As a military homeschooling family of over 12 years, our lives and routines have changed multiple times. We’ve moved across country and across continents. Our children have changed and grown and so have their needs.

There are seven years between my two children. In some ways, this was more challenging than having kids closer in age. I could not teach them the same things at the same time. Their needs and subject content varied widely.

Additionally, both my children have very different personalities. My oldest, Allie, craved lots of attention, but didn’t really need it. She was able to go ahead with a lot of her work without my actual help.

On the other hand, my youngest, Josiah, didn’t crave attention so much as he needed it. A very black and white thinker, he always struggled to keep moving forward when something was out of line or imperfect. Let’s just say “out of the box” thinking and problem solving weren’t his strongest traits.

These were not the only differences.

My daughter hated being confined to any room which I had classified “the homeschool room.” No matter how bright and airy I tried to make it, she gravitated out of it.

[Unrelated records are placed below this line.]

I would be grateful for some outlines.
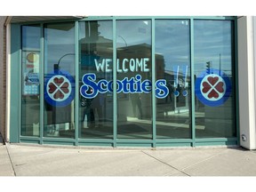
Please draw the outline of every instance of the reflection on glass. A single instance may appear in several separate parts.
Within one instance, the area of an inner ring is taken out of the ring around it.
[[[44,26],[44,136],[75,137],[75,24]]]
[[[80,138],[113,138],[112,28],[108,20],[79,23]]]
[[[21,132],[39,136],[39,55],[40,26],[22,26]]]
[[[152,139],[151,21],[117,20],[116,48],[117,138]]]
[[[189,21],[156,20],[156,80],[169,94],[156,99],[156,138],[191,138]]]
[[[236,134],[231,85],[232,30],[231,20],[195,20],[196,138]]]

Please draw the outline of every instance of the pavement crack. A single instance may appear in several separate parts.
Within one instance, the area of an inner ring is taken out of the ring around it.
[[[6,150],[7,150],[8,157],[9,157],[9,160],[10,160],[10,162],[11,162],[12,169],[12,171],[13,171],[14,176],[17,176],[17,175],[16,175],[15,169],[14,169],[14,166],[13,166],[13,163],[12,163],[12,158],[11,158],[11,156],[10,156],[10,153],[9,153],[8,144],[5,144],[5,148],[6,148]]]
[[[144,153],[145,155],[150,156],[151,158],[154,158],[155,160],[156,160],[156,161],[158,161],[158,162],[160,162],[160,163],[162,163],[162,164],[166,164],[167,166],[172,167],[172,169],[174,169],[174,170],[176,170],[176,171],[178,171],[178,172],[182,172],[183,174],[185,174],[185,175],[187,175],[187,176],[188,176],[188,177],[191,177],[191,175],[188,174],[187,172],[183,172],[182,170],[180,170],[180,169],[172,166],[172,164],[167,164],[167,163],[165,163],[165,162],[164,162],[164,161],[162,161],[162,160],[160,160],[160,159],[158,159],[158,158],[156,158],[156,157],[155,157],[155,156],[153,156],[146,153],[145,151],[141,151],[141,152]]]

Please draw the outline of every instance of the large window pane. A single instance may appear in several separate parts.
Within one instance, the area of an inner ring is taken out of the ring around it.
[[[44,136],[75,137],[75,24],[44,26]]]
[[[189,21],[156,20],[156,80],[169,94],[156,98],[156,138],[191,138]]]
[[[233,21],[195,20],[196,138],[235,137]]]
[[[22,26],[21,132],[23,136],[39,136],[40,26]]]
[[[80,138],[113,138],[112,28],[108,20],[79,23]]]
[[[117,138],[152,139],[151,21],[117,20],[116,48]]]

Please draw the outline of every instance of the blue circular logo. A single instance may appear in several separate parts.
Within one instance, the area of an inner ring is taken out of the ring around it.
[[[44,100],[52,106],[65,107],[75,98],[75,79],[66,71],[54,71],[44,79]]]
[[[197,99],[204,105],[222,105],[230,96],[231,82],[228,76],[219,69],[204,71],[196,80],[195,92]]]

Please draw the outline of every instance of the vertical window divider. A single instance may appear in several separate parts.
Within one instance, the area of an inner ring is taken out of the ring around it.
[[[75,145],[78,146],[79,135],[79,26],[78,21],[75,22]]]
[[[152,19],[152,24],[151,24],[151,40],[152,40],[152,45],[151,45],[151,57],[152,57],[152,139],[153,139],[153,148],[156,148],[156,58],[155,58],[155,19]]]
[[[44,23],[41,23],[41,38],[40,38],[40,65],[39,65],[39,74],[40,74],[40,120],[39,120],[39,127],[40,127],[40,144],[43,144],[43,137],[44,137]]]
[[[194,79],[194,19],[190,19],[190,68],[191,68],[191,126],[192,147],[196,147],[196,111],[195,111],[195,79]]]
[[[113,19],[113,147],[117,139],[117,95],[116,95],[116,20]]]

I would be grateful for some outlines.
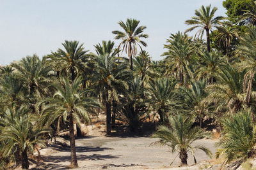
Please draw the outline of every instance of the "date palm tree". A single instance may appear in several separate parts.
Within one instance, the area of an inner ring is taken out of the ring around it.
[[[216,26],[218,34],[216,38],[220,38],[220,43],[222,42],[226,48],[226,55],[229,57],[230,43],[235,38],[239,38],[238,30],[231,25]]]
[[[187,85],[188,78],[193,76],[189,68],[189,62],[195,52],[192,38],[178,32],[172,34],[167,43],[164,48],[168,51],[161,55],[166,57],[164,59],[166,74],[174,76],[180,83]]]
[[[148,52],[143,51],[134,59],[134,74],[139,76],[141,78],[142,87],[144,88],[145,79],[148,80],[149,74],[152,74],[150,71],[151,57]]]
[[[181,87],[178,93],[182,99],[184,111],[199,120],[200,127],[203,118],[205,116],[210,117],[213,110],[212,103],[206,100],[205,87],[205,80],[193,81],[189,87]]]
[[[123,21],[118,22],[119,25],[124,29],[124,32],[120,31],[112,31],[112,33],[116,34],[115,39],[122,39],[122,42],[118,46],[120,49],[122,46],[122,52],[125,51],[128,54],[130,69],[132,70],[132,57],[137,54],[137,45],[138,45],[142,52],[142,48],[140,45],[147,46],[147,43],[141,39],[148,37],[148,34],[143,34],[146,26],[138,26],[140,20],[132,18],[127,18],[126,23]]]
[[[238,72],[230,65],[220,68],[216,74],[217,82],[206,87],[209,100],[219,104],[216,110],[227,108],[233,113],[242,108],[244,103],[243,90],[244,74],[244,71]]]
[[[237,69],[239,71],[246,71],[244,75],[243,90],[246,93],[245,102],[249,104],[251,96],[252,81],[256,73],[256,28],[248,27],[248,32],[240,38],[240,44],[237,45],[237,52],[241,57],[241,62],[237,62]]]
[[[159,138],[159,141],[154,144],[167,146],[170,148],[172,152],[177,152],[182,166],[188,165],[188,152],[191,152],[196,163],[195,151],[197,149],[204,151],[210,157],[212,155],[209,148],[202,145],[195,146],[192,145],[196,140],[209,137],[209,134],[204,131],[200,127],[193,126],[194,120],[193,118],[185,117],[181,115],[172,117],[169,118],[170,126],[160,125],[152,136]]]
[[[195,71],[197,79],[204,78],[212,83],[220,67],[225,64],[221,53],[218,51],[202,52],[199,53],[198,69]]]
[[[79,45],[77,41],[65,40],[62,43],[64,50],[59,48],[48,56],[54,62],[55,70],[65,74],[71,74],[72,81],[90,66],[90,55],[87,53],[88,50],[84,50],[83,45]]]
[[[187,20],[185,21],[185,24],[187,25],[194,25],[192,27],[188,29],[185,32],[193,31],[196,28],[200,28],[196,34],[196,36],[198,34],[198,36],[201,35],[201,37],[202,37],[204,31],[205,31],[208,52],[210,52],[211,50],[209,31],[211,31],[213,27],[218,25],[220,24],[220,21],[224,19],[224,18],[221,16],[215,18],[214,17],[215,12],[217,10],[218,8],[216,7],[214,7],[212,10],[211,10],[211,4],[206,7],[202,6],[201,8],[198,10],[195,10],[195,17],[193,17],[191,20]]]
[[[80,124],[81,118],[85,122],[90,121],[88,113],[93,113],[93,108],[100,106],[97,99],[87,97],[91,90],[81,88],[82,79],[78,77],[70,83],[68,78],[62,78],[63,83],[55,84],[56,92],[52,98],[42,100],[38,105],[46,103],[42,112],[42,121],[49,125],[55,120],[68,121],[70,143],[71,167],[78,167],[76,152],[76,141],[74,122]]]
[[[8,109],[0,117],[0,141],[4,141],[3,154],[15,156],[17,164],[21,161],[22,169],[28,169],[28,153],[33,153],[35,145],[45,146],[42,134],[48,131],[35,124],[28,109],[21,106],[13,111]],[[38,152],[39,152],[38,150]]]
[[[35,113],[36,102],[51,94],[49,84],[54,80],[51,64],[46,62],[46,57],[42,59],[33,55],[27,56],[20,61],[12,64],[13,73],[22,84],[24,97],[29,108]]]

She wanted to sit on the couch and do all her reading in the living room. She preferred doing her math at the kitchen table or coffee table (actually she preferred not doing math at all, but I didn’t let that one fly).

Allie is a very independent thinker and not a morning person. For this reason, each day I simply had a list of all the work she needed to complete and I allowed her to choose the order in which she did them. The ability to choose her schedule set her day off in the right direction rather than being forced to do a subject right off the bat that would just tick her off (like math, for instance).

Josiah, on the other hand, loves having a designated homeschool room. He delights in all things structure. He prefers to do his work at the school table. He once told me that he’d noticed other families had “family rules” posted in their homeschool rooms and asked if we could also, please, have posted family rules.

Big clue, right?

Even so, I labored under the illusion that all children would absolutely adore the power to decide which subject to do when and I ran the school day in a similar manner for Josiah. Or attempted to. He used to really struggle with getting stuck. Test-taking? He would just freeze. The idea of answering “your best guess” felt like chaos to him. Looking back, I did not realize just how much he needed the structure of a schedule. When I typed up a detailed schedule for Josiah and posted it where he could refer to it frequently every day he flourished.

Allie is now grown and out of the house and only Josiah remains.

Now a teenager, my former early morning pal sleeps until 8 am. For a long time we got up by 6:00 and were hard charging by 7:00. We were generally able to get all of his school work accomplished by about noon. On days when the morning didn’t go smoothly leaving schoolwork left to be done after lunch, it took him twice as long as if he’s been doing the same work before lunch.

As a result, I kept a strict schedule of getting up and getting moving. Recently, however, I noticed Josiah struggling again. Mostly with fatigue. The grogginess of sleep lingered long. Our days stretched later.

Granted, he’s older now and does more challenging work, but it was more than that. It was grueling getting up at 6 am and still working at 3 pm. He was trying hard not to take so long completing work, but fatigue brought on mental drift.

So, I proposed a change. He was resistant at first. He pretty much always is resistant to change at first.

Eventually the allure of sleeping until 8 am overcame the resistance. This may seem quite late, but now that he is getting adequate sleep, he completes all his work by about 2:30. We still have days that don’t go as we’d hoped and when that happens, I call the day at 3:00.

Some days just aren’t perfect and sometimes the best solution is to let it go.